Leaving behind the west coast cool of 2004's Diaspora Hollywood, Steven Bernstein travels 350 miles north along the California coast to Oakland for the edgier, left coast avant of Diaspora Suite. It's the freest, most aggressive disc in the trumpeter's Diaspora series, which began with 1999's Diaspora Soul and continued with 2002's Diaspora Blues, all four discs a part of John Zorn's Radical Jewish Culture on Tzadik.



Every Diaspora disc has had its own premise, and Suite is no different. Instead of blending original material with reimagined traditional Jewish music, Bernstein has written all the music on Suite. It's also the loosest, least arranged music in the series. Recorded in a single six-hour session (with the exception of some sonic sweetening by guitarist Will Bernard after the fact), with twelve of the session's fifteen tracks finding their way onto this 65-minute set, Bernstein recruits a group of old friends to include a horn section, two electric guitarists (in addition to Bernard's post-production additions), electric bass and two drummers.



If that sounds like a potential for some seriously joyful noise, it is—especially when the tentet includes Nels Cline, whose predilection for transforming his guitar, at times, beyond all recognition is one of Suite's many defining points. He introduces "Levi" deceptively, with spare lines gradually morphing into near-noise with a host of gradually layered effects. With guitarist John Schott and drummer Scott Amendola onboard (who is one-third of Cline's Singers, along with also-present bassist Devin Hoff) and Bernard added later, it's nearly a reunion of mid-1990s group T.J. Kirk. Amendola and drummer/percussionist Josh Jones ensure an omnipresent pulse, ranging from the hand drum-driven "Reuben," and funkier "Simeon" and "Issachar" to the turbulent rubato of "Judah," densely polyrhythmic "Dan," darker maelstrom of "Gad" and near-metal "Benjamin."

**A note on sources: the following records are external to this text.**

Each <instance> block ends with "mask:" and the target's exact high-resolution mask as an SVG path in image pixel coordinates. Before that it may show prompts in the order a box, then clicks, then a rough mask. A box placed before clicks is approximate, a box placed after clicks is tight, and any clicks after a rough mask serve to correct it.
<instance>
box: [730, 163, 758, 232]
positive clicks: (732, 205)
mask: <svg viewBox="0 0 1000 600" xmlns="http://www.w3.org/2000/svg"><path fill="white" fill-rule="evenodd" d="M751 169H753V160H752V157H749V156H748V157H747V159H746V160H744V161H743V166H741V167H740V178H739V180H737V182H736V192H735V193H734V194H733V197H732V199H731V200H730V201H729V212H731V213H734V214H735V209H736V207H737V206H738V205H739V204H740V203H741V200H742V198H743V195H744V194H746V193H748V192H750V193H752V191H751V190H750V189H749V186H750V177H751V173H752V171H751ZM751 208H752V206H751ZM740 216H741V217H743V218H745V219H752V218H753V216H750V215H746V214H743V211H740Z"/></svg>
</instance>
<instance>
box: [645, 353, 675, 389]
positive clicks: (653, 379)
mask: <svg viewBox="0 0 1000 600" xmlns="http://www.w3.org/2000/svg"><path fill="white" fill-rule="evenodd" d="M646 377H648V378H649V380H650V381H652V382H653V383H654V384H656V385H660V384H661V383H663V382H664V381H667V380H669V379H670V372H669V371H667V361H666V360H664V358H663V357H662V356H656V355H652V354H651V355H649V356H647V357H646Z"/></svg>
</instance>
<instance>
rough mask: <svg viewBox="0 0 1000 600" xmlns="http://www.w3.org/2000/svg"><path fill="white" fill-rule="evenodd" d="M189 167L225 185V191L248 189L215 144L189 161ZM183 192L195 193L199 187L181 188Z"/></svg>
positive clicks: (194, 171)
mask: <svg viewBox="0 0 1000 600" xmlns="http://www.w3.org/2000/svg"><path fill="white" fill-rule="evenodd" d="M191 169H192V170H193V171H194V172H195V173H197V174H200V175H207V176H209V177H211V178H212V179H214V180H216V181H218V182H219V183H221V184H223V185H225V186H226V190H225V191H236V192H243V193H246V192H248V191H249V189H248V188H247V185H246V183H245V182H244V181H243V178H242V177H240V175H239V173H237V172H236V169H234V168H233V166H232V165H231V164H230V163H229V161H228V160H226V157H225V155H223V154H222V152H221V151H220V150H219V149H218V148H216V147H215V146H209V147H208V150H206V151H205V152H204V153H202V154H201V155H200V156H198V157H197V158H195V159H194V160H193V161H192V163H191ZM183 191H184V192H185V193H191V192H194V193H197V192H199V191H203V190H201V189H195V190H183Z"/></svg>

Bernstein's sketch-like writing is ideal for a group this chock-full of intrepid improvisers. There are outstanding individual solos from clarinetist Ben Goldberg on "Benjamin," saxophonist Peter Apfelbaum on "Simeon," trombonist Jeff Cressman on "Gad" and, of course, Bernstein himself on the restrained but undeniably grooving "Zebulon."



But it's the collective interplay that makes Suite so exciting. Whether it's Bernstein and Goldberg trading off on "Reuben," Cline and Schott in tandem on "Dan" or "Naphtali," where all the horns are in the pool while periodically coalescing into form throughout, Bernstein has created a context where there's always some form of underlying structure to hang onto, while still allowing everyone as much freedom as possible.



It's hard to imagine Bernstein's Diaspora series getting better with each new installment, but the proof is in the pudding with Suite. Each release has its own charms, but Suite's more in-the-moment documentary nature, visceral energy and improvisational freedom, all built around Jewish-tinged themes that take the music farther away from direct reference than ever before, leave where Bernstein will go next a good question. The only certainty is that it'll be well worth finding out.

Track Listing: Reuben; Simeon (Yis May Chu); Levi; Judah; Dan; Naphtali; Gad; Asher; Issachar; Zebulon; Joseph; Benjamin.

Personnel: Steven Bernstein: trumpet; Jeff Cressman: trombone; Peter Apfelbaum: tenor saxophone,flute, qarqabas; Ben Goldberg: clarinet, contra alto clarinet; Nels Cline: electric guitar; John Schott: electric guitar; Will Bernard: electric guitar sweeteners; Devin Hoff: electric bass; Josh Jones: drums, percussion; Scott Amendola: drums.